78.81 sq kms
Declared as Wildlife Sanctuary in 1985. National Park declaration in 1999
65 km. from Tezpur, Assam
It has 78.81sq km of dedicated core zone
The area comprises the alluvial flood plains of the Brahmaputra. Two distinct alluvial terraces, the lower portion of mere recent origin along the Brahmaputra and older upper portion to its north, are separated by a high bank cutting through the national park from east to west. The national park on the whole is a flat land. "
The altitude ranges from is 45m to 70 m. The southern and eastern boundaries of the park comprise channels, and islands of the Brahmaputra.The western boundary is an artificial boundary demarcated by a trench from villages.
Tezpur is the nearest airport to Orang. However Guwahati has better connections with almost all the major cities to India.
The nearest railhead is Rongapara Both Tezpur and Guwahati are connected very well by the rail network of India.
Orang can be approached from NH 52 through gravel roads running from Orang town and Dhansirimukh. It is about 65km from Tezpur, 127 km from Guwahati. The sanctuary is 15 km off the national highway near Orang town (Dhansirimukh). The distance between Guwahati and Dhansirimukh is 127 km.
Months - October to March - Mornings - 5-15 º C & Evenings - 20-25 º C
Months -April - Mornings - 12-25 º C & Evenings - 20-25 º C
Months - May to June - Mornings - 20-28 º C & Evenings - 30-32 º C
Visitors can enter the area only in the mornings or afternoon preferably on elephant back.
Orang offers two resthouses and one dormitory facility for visitors.

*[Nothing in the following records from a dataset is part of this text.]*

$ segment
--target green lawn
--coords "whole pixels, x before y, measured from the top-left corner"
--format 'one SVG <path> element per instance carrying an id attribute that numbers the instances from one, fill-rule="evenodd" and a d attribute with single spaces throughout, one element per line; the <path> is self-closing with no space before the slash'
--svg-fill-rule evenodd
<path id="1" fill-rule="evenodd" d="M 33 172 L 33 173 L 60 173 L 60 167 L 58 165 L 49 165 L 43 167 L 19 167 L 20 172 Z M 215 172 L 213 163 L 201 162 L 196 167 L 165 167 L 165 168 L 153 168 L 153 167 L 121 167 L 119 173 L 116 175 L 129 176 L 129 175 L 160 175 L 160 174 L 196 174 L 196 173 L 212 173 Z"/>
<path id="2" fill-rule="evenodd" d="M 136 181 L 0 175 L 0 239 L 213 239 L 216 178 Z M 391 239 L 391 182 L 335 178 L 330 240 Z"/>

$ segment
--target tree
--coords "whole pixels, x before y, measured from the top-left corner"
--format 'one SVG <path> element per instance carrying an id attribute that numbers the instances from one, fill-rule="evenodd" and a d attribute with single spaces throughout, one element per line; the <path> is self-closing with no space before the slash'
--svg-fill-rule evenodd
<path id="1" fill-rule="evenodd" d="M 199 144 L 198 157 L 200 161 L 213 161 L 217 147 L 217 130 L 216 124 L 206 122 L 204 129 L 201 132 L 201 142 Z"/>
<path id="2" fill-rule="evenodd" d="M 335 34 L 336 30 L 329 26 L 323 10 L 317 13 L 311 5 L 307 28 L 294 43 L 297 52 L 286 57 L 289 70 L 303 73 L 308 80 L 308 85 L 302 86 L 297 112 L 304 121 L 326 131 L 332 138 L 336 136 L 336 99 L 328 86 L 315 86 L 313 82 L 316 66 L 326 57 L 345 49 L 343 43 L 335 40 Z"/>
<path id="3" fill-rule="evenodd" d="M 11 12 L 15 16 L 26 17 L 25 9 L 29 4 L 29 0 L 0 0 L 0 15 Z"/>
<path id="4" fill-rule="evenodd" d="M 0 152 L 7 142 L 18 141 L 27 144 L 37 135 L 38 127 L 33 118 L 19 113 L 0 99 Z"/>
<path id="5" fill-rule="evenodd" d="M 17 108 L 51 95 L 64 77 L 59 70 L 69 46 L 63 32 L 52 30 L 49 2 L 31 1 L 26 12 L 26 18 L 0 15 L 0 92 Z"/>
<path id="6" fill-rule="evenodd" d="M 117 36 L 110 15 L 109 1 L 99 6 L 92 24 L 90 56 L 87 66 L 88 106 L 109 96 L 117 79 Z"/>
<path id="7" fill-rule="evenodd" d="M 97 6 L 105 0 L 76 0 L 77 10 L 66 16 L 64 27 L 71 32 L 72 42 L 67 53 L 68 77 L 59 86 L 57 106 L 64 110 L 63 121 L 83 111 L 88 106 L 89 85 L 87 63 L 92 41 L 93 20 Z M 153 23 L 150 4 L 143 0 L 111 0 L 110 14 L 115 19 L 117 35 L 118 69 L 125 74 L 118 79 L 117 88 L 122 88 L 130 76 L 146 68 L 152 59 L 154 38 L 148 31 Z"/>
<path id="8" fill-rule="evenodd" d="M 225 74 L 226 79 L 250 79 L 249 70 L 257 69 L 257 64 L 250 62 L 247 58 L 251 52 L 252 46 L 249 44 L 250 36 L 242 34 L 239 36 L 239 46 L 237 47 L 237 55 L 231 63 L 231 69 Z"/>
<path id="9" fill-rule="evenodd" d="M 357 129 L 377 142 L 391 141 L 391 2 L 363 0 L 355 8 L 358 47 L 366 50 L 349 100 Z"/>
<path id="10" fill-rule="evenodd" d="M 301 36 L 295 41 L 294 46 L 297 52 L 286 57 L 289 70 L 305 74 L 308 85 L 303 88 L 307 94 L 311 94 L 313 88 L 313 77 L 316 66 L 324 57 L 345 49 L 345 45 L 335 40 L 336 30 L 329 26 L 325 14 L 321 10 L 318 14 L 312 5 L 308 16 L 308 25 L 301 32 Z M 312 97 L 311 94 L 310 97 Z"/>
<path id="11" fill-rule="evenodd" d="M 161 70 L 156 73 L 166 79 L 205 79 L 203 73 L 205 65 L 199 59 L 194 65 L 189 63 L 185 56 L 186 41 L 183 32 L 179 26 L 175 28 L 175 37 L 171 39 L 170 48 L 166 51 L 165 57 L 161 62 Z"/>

The floral wealth of the park is very significant. The Natural Forest species are like Bombax ceiba, Dalbergia sisoo, Sterculia villosa, Trewia nudiflora, Zizypphus jujuba, Litsaea polyantha, etc. Among the non aquatic grassland species the prominent are Phragmites karka, Arundo donax, Imperata cylindrical, Saccarum spp. etc. The aquatic grass/plants species are Andropogon spp., Ipomea reptans, Enhydra flushians, Nymphia spp., Wichornia spp. etc
Apart from the greater Indian one-horned rhinoceros (Rhinoceros unicornis), which is the dominant species of the national park, the other key species sharing the habitat, are the Royal Bengal Tiger (Panthera tigris), Asiatic elephant (Elephas maxima), hog deer (Axis percinus), wild boar (Sus scrofa). Besides, there are other small mammals like civets, leopards, hare, and porcupines. There are more than 50 species of fish. Among reptiles, turtles like Lissemys punctata, Kachuga tecta, and among snakes pythons and cobras are known to frequent these areas.